In a little brazier he lit twigs and started small lumps of charcoal going; while these caught, he found a small jar made of angel-silver, tightly sealed, and opened it. From it he took a big pinch of black powder, looked at it, frowning, and shook some back in. The rest he scattered on the glowing charcoal. It didn't smoke, but the smell was pronounced, a dense and penetrating odor like no other I have ever smelled. We made some last preparations; Blink carefully resealed the jar and put it by him; he looked around, finger to his lips, satisfied that all was ready. I had begun to feel deliciously warm and sleepy, but alert as well, as though I could go to sleep and stay awake at the same time. That seemed to be Blink's idea too, and we crept into the Three Bears, made even warmer with silver cloths Blink had attached around them, made ourselves comfortable, and sat there for three months.

On the evening of that first day we talked little; we grew silent and still as though asleep, but watching the clear cold sunset fade behind the fuzz of black trees on the mountains beyond the pasture. Later, that month's full moon lit the bald, still earth and we listened to the cracks and snaps of its freezing. Clouds gathered, moving fast over the moon's white face. By morning the year's first snow was falling, dusting the ground with a fine cold powder which the bitter wind blew around like dust.

Jug kept water as warm in winter as it had kept it cool in summer. Once a day perhaps, I would fill a pipe with St. Bea's-bread, all flaky with cold. At full moon time, St. Blink would climb complaining from his Bear, and light charcoal, and burn more of the black powder. When there was a warm spell, we would sometimes crawl out and open the two front doors and climb down the ladder, moving with careful gravity like two ancient invalids; and then back up in a short time utterly exhausted, though having seen a great deal.

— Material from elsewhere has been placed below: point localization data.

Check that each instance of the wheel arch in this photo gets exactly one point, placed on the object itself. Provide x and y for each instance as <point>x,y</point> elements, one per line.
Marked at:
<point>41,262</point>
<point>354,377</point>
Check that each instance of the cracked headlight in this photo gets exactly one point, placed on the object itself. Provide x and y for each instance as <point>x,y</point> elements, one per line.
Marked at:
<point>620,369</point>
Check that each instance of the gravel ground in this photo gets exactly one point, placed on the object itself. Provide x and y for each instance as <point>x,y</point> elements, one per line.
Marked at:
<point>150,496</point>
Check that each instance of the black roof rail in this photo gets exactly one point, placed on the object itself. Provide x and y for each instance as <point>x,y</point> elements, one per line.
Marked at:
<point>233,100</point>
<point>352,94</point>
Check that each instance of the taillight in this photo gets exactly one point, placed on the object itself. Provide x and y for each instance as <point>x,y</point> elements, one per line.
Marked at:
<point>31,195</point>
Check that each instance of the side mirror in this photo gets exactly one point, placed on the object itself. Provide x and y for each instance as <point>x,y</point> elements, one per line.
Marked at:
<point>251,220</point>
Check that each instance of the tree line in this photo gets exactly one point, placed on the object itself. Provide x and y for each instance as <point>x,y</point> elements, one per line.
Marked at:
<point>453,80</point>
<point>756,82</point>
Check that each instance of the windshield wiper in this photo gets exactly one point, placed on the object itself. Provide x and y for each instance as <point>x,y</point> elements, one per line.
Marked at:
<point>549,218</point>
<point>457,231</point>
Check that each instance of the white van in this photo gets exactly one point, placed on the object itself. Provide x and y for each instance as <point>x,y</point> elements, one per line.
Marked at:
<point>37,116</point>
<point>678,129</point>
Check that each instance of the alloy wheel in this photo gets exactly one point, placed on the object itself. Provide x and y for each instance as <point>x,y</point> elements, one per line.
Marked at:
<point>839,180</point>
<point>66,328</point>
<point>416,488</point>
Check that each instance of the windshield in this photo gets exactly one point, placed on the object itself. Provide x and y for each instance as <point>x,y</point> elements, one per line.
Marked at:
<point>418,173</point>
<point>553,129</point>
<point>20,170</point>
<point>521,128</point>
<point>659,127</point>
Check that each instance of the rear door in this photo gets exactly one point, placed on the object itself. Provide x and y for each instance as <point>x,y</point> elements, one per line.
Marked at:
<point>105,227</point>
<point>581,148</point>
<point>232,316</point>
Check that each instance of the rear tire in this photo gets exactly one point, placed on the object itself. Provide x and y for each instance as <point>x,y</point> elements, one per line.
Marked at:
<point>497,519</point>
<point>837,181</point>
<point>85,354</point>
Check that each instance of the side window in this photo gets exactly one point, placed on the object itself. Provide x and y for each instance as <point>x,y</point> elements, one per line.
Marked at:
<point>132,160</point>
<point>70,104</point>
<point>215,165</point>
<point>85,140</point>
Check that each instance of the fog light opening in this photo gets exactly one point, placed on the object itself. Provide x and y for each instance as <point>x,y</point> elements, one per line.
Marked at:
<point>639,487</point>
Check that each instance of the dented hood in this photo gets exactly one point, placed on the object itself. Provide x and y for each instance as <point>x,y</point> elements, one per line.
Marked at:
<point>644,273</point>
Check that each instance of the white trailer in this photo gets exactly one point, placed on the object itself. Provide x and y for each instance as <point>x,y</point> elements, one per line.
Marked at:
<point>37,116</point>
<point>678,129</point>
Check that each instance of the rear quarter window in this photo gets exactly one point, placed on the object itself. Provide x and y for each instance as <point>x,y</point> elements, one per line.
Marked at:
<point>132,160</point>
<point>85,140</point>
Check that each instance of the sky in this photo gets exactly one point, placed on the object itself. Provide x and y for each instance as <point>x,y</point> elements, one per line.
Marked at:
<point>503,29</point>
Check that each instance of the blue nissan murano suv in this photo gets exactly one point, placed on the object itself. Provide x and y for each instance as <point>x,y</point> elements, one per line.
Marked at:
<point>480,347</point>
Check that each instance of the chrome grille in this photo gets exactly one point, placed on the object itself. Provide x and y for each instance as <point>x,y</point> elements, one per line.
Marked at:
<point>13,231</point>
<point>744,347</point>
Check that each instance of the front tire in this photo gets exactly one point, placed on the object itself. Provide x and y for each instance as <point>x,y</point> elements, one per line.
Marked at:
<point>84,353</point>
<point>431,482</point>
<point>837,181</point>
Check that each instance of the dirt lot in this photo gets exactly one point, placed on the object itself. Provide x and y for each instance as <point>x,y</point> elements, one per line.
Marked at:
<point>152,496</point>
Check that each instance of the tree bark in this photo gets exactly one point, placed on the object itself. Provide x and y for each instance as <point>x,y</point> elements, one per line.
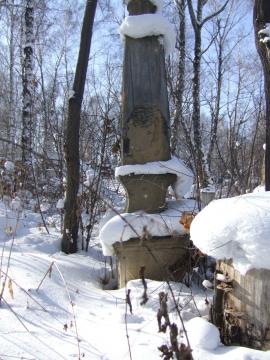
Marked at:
<point>28,82</point>
<point>71,217</point>
<point>261,16</point>
<point>180,84</point>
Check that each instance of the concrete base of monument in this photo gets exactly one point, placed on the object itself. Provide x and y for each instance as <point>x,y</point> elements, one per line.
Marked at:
<point>162,257</point>
<point>146,192</point>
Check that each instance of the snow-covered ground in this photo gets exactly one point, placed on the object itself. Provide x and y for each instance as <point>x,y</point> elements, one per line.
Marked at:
<point>70,315</point>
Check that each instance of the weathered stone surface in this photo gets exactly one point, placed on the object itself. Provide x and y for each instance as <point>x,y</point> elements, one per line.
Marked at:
<point>164,258</point>
<point>145,136</point>
<point>146,192</point>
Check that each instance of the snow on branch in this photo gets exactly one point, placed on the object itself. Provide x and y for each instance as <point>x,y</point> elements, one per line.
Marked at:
<point>140,26</point>
<point>264,34</point>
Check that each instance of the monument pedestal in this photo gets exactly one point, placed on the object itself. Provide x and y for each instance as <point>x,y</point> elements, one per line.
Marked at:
<point>164,258</point>
<point>147,192</point>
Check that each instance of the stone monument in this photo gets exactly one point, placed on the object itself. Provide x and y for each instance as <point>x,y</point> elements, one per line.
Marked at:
<point>145,140</point>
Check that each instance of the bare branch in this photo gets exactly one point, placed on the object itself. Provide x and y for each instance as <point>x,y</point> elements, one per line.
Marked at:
<point>214,14</point>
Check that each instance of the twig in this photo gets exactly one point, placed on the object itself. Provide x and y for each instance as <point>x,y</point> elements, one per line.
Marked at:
<point>142,276</point>
<point>49,271</point>
<point>26,292</point>
<point>128,301</point>
<point>14,313</point>
<point>126,327</point>
<point>73,312</point>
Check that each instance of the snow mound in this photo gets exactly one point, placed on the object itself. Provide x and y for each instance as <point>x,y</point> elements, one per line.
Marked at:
<point>236,228</point>
<point>140,26</point>
<point>173,166</point>
<point>157,3</point>
<point>132,225</point>
<point>202,334</point>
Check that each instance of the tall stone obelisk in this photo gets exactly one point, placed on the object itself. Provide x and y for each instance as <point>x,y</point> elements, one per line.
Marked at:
<point>145,116</point>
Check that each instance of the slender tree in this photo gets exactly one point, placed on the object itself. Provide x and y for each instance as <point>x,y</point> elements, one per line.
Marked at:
<point>28,81</point>
<point>198,22</point>
<point>261,17</point>
<point>71,217</point>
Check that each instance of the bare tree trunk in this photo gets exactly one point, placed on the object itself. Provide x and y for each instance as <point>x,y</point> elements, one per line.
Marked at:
<point>215,115</point>
<point>261,17</point>
<point>71,217</point>
<point>197,24</point>
<point>180,84</point>
<point>11,101</point>
<point>28,82</point>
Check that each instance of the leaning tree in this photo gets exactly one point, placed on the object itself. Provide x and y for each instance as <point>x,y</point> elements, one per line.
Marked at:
<point>71,217</point>
<point>261,19</point>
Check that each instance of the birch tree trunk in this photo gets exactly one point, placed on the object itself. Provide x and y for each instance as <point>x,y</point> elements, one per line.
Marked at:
<point>261,17</point>
<point>197,23</point>
<point>71,217</point>
<point>180,84</point>
<point>28,82</point>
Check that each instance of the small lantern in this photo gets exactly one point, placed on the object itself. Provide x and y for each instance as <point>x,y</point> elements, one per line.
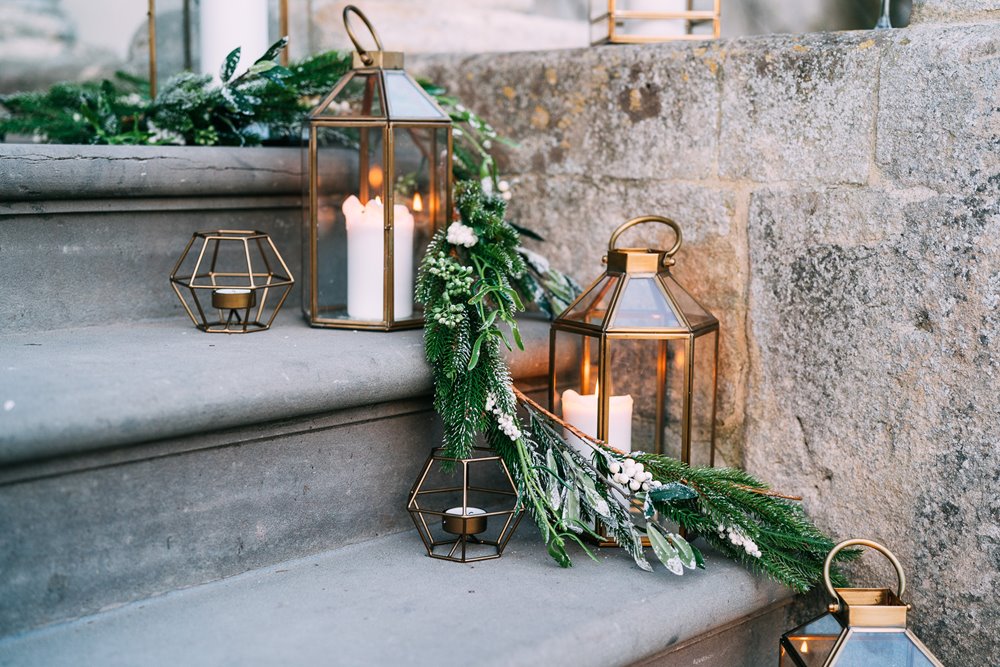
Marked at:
<point>643,21</point>
<point>864,627</point>
<point>469,519</point>
<point>634,360</point>
<point>200,34</point>
<point>236,281</point>
<point>379,169</point>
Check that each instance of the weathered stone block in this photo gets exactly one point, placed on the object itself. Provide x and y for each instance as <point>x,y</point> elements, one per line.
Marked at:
<point>875,328</point>
<point>799,108</point>
<point>623,112</point>
<point>939,107</point>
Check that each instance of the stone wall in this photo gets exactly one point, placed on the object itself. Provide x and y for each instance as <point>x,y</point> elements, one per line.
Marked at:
<point>839,198</point>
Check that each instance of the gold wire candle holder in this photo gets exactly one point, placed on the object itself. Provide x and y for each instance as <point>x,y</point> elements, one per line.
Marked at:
<point>468,519</point>
<point>239,272</point>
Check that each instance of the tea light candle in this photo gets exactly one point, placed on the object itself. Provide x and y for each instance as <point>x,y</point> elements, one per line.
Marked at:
<point>233,298</point>
<point>580,410</point>
<point>468,522</point>
<point>366,259</point>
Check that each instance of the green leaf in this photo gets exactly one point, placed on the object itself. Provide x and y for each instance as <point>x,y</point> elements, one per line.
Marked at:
<point>684,550</point>
<point>229,66</point>
<point>273,50</point>
<point>671,492</point>
<point>661,547</point>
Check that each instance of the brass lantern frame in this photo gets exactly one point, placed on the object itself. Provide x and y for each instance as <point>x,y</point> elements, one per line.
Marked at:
<point>466,526</point>
<point>151,21</point>
<point>855,613</point>
<point>626,263</point>
<point>374,64</point>
<point>691,17</point>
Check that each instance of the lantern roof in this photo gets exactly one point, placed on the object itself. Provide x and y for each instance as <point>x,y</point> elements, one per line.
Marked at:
<point>378,88</point>
<point>865,626</point>
<point>638,294</point>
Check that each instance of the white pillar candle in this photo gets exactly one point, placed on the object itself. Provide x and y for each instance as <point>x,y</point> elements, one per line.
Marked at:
<point>366,260</point>
<point>581,411</point>
<point>226,24</point>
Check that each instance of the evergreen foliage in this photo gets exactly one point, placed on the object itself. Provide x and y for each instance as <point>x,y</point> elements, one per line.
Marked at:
<point>468,282</point>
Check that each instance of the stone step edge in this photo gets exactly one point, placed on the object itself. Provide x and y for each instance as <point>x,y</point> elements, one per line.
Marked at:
<point>76,391</point>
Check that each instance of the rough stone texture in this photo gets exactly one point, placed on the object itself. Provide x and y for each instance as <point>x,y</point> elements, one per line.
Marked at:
<point>932,11</point>
<point>839,195</point>
<point>799,109</point>
<point>383,603</point>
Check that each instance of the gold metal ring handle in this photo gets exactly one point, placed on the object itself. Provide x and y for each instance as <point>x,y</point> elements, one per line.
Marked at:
<point>648,218</point>
<point>901,578</point>
<point>365,58</point>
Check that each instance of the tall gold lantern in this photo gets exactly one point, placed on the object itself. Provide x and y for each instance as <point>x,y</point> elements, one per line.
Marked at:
<point>864,627</point>
<point>379,173</point>
<point>634,360</point>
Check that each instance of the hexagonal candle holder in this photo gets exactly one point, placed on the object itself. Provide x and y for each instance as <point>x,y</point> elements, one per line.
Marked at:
<point>235,281</point>
<point>461,515</point>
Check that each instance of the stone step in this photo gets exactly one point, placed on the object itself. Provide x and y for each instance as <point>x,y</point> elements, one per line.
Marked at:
<point>90,234</point>
<point>383,602</point>
<point>139,459</point>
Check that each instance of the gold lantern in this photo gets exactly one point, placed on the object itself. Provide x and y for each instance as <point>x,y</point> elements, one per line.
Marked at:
<point>864,627</point>
<point>643,21</point>
<point>379,173</point>
<point>208,31</point>
<point>233,281</point>
<point>634,360</point>
<point>467,519</point>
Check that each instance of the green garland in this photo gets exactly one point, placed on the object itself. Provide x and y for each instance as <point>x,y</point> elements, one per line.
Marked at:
<point>473,280</point>
<point>468,283</point>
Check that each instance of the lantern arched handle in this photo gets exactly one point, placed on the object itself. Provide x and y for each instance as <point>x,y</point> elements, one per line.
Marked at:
<point>650,218</point>
<point>362,53</point>
<point>901,578</point>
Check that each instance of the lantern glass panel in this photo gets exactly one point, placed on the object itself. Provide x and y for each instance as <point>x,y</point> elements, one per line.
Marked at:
<point>349,267</point>
<point>406,98</point>
<point>417,201</point>
<point>646,387</point>
<point>593,306</point>
<point>359,96</point>
<point>643,304</point>
<point>703,398</point>
<point>813,642</point>
<point>693,312</point>
<point>886,649</point>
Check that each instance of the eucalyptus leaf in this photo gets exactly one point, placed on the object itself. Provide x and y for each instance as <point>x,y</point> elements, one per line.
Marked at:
<point>663,550</point>
<point>229,66</point>
<point>684,550</point>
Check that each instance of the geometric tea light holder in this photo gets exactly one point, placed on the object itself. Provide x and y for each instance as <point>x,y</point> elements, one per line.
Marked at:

We slept a strange, utter sleep, coming out only past noon as winter truly took hold, and passing back in again as evening came; many days passed without comment, only glimpsed between one doze and another. Snow choked the woods deeply; we sat all day once absorbed in the progress of a fox across the trackless pasture, and watched the doings of jays and sparrows, falling asleep when they did. Two chipmunks of the oak at last found a way into the tree house, and would run cheerfully over us, breathing our heated breath; they slept in Blink's lap for three days of blind violent storms that sheathed the forest in ice, which seemed to make music in the fine blue morning that followed, music too blinding to look at. The chipmunks slept. We slept, dust and loose bits of moss and spines of leaves blown up around our feet by drafts. We had become a part of Blink's beloved sleeping oak, hearing its branches creak and snap in wind, grieving when a great weight of ice broke one fine limb. Snow fell from its branches to thud on our roof, and then slide from our roof to the ground. I blinked less often, I came to notice; and when I blinked, often I slept. My left hand lay on my right for half a month.

On a white afternoon sometime in that endless season, a warm day when Blink had struggled out to take powder from the jug to steam us into our deep hibernation again, I asked, "Where does it come from?"